I have an asyncio app which uses server from aiohttp
and async sockets with asyncio.open_connection()
My code contains some blocking calls from the PIL library like
Image.save()
Image.resize()
os.path.join()
is considered ok? what about working on a numpy
array?can my web server freeze if I use these blocking calls? More precisely, is it possible that the event loop will miss events because of blocking code?
The server will precisely freeze while executing image functions. You won't miss any events, but all events handling will be delayed for the time the image functions are executing.
Freezing the event loop is a bad situation - you should avoid it.
If yes, what is the replacement for these functions, that integrate with asyncio? there is no asyncio version of PIL.

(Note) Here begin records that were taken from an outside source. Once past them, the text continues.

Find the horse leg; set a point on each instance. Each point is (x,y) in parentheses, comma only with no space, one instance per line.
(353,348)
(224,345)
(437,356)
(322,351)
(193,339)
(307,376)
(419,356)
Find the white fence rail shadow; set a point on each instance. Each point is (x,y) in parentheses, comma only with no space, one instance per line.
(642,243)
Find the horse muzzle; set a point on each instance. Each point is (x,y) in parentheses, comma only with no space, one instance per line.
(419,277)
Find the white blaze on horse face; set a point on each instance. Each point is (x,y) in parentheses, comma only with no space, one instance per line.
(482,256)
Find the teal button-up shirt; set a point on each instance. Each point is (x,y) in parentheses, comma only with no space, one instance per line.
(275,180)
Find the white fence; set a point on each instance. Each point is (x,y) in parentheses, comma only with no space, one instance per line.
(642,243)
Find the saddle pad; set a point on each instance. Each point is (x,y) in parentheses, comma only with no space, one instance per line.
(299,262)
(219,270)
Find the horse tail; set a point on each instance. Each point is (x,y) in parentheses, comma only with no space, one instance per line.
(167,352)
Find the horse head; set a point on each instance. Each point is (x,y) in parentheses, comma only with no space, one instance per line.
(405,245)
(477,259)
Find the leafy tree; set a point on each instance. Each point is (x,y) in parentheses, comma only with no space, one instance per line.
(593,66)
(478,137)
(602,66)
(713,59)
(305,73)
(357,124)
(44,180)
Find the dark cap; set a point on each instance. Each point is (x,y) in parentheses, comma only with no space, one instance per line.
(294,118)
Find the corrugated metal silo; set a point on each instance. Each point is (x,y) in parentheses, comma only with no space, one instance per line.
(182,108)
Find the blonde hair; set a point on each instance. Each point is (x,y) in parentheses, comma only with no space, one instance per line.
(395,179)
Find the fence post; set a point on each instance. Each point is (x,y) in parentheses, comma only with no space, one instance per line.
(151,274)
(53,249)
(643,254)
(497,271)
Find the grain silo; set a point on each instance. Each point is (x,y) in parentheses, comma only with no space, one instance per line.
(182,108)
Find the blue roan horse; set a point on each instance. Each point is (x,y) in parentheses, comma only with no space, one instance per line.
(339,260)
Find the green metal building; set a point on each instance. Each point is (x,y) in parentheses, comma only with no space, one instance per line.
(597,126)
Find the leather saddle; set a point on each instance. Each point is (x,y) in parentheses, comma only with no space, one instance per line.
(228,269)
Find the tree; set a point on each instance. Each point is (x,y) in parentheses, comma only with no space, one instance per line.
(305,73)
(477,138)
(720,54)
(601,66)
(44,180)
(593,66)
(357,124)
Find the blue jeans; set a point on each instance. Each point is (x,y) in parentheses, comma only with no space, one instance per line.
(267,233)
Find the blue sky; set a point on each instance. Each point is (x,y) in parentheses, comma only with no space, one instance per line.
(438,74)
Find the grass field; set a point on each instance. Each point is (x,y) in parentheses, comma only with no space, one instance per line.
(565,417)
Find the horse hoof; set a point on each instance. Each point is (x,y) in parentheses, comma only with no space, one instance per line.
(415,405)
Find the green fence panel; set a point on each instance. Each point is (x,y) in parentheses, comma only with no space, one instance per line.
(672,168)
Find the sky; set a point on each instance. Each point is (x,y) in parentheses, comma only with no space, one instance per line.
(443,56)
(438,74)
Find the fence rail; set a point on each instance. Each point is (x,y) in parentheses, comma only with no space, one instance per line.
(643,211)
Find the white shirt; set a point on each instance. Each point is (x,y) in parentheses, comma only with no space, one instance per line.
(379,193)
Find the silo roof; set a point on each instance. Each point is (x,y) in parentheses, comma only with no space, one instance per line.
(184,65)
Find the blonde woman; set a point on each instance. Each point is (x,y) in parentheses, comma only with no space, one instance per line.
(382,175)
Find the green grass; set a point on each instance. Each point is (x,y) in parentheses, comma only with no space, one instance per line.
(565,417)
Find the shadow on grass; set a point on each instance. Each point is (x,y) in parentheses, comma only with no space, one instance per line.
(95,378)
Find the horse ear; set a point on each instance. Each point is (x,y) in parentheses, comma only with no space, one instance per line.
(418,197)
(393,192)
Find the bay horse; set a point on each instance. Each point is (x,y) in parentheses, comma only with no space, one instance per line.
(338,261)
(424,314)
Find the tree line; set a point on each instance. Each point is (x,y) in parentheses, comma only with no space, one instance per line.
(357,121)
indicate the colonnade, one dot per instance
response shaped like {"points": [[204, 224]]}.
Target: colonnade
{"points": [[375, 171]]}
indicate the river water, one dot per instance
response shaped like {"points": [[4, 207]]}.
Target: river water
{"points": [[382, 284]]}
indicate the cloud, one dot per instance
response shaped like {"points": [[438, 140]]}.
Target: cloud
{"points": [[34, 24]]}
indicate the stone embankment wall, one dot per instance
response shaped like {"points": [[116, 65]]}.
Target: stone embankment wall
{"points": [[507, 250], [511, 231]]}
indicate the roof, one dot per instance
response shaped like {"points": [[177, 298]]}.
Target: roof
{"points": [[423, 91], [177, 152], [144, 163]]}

The easiest and universal way to avoid freezing event loop - to execute the blocking function in another thread or another process using asyncio.run_in_executor. The code snippet there shows how to do it and contains a good explanation of when to use process or thread:
def blocking_io():
# File operations (such as logging) can block the
# event loop: run them in a thread pool.
with open('/dev/urandom', 'rb') as f:
return f.read(100)
def cpu_bound():
# CPU-bound operations will block the event loop:
# in general it is preferable to run them in a
# process pool.
return sum(i * i for i in range(10 ** 7))

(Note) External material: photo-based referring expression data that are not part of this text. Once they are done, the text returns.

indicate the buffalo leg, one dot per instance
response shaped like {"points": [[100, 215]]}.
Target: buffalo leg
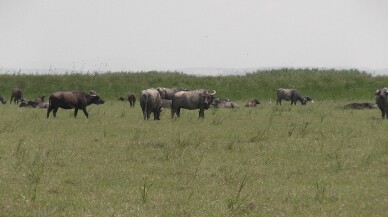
{"points": [[201, 113], [85, 112], [49, 109], [55, 112]]}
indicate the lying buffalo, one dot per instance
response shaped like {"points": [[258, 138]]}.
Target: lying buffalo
{"points": [[168, 93], [292, 95], [364, 105], [2, 100], [224, 103], [196, 99], [150, 101], [252, 103], [16, 95], [72, 100], [382, 101]]}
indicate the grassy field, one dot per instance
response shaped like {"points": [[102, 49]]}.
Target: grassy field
{"points": [[314, 160], [321, 84]]}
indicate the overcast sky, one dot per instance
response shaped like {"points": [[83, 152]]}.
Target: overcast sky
{"points": [[142, 35]]}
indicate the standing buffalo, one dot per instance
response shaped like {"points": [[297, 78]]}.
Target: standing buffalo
{"points": [[196, 99], [252, 103], [72, 100], [131, 99], [290, 94], [382, 101], [166, 103], [150, 101], [41, 103], [2, 100], [168, 93], [16, 95]]}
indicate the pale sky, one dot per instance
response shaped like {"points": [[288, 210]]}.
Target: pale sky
{"points": [[142, 35]]}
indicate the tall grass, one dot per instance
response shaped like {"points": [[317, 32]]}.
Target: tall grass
{"points": [[321, 84], [313, 160]]}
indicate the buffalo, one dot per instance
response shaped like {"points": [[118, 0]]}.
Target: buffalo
{"points": [[150, 101], [72, 100], [131, 99], [166, 103], [41, 103], [196, 99], [168, 93], [252, 103], [224, 103], [382, 101], [292, 95], [16, 95], [2, 100]]}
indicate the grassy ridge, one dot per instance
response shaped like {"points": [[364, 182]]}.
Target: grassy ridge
{"points": [[317, 83], [314, 160]]}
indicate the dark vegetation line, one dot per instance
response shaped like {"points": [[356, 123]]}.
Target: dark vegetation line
{"points": [[321, 84]]}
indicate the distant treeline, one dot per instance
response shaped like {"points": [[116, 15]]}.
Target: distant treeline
{"points": [[320, 84]]}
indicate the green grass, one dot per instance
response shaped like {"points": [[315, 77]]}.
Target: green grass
{"points": [[314, 160], [320, 84]]}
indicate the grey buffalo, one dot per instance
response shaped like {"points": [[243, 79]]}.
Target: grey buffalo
{"points": [[292, 95], [252, 103], [72, 100], [2, 100], [224, 103], [382, 101], [16, 95], [166, 103], [131, 99], [41, 103], [196, 99], [150, 101], [168, 93]]}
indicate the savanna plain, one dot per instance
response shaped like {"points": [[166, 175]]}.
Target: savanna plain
{"points": [[313, 160]]}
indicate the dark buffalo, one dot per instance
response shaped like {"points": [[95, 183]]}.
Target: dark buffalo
{"points": [[150, 101], [168, 93], [252, 103], [166, 103], [364, 105], [224, 103], [131, 99], [41, 103], [196, 99], [2, 100], [16, 95], [382, 101], [72, 100], [292, 95]]}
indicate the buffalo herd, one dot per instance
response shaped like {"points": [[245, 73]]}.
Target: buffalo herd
{"points": [[154, 100]]}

I only want to add that process pool may not be always a good solution for every CPU-bound operation. If your image functions don't take much time (or especially if your server doesn't have multiple processor cores) it may still be more productive to run them in a thread.
In general, what is considered a 'blocking code' in asyncio? besides the obvious operations like socket, read a file, etc. For example, does os.path.join() is considered ok? what about working on a numpy array?
Roughly saying any function is blocking: it blocks event loop for some time. But many functions like os.path.join
take so little time so they're not a problem and we don't call them "blocking".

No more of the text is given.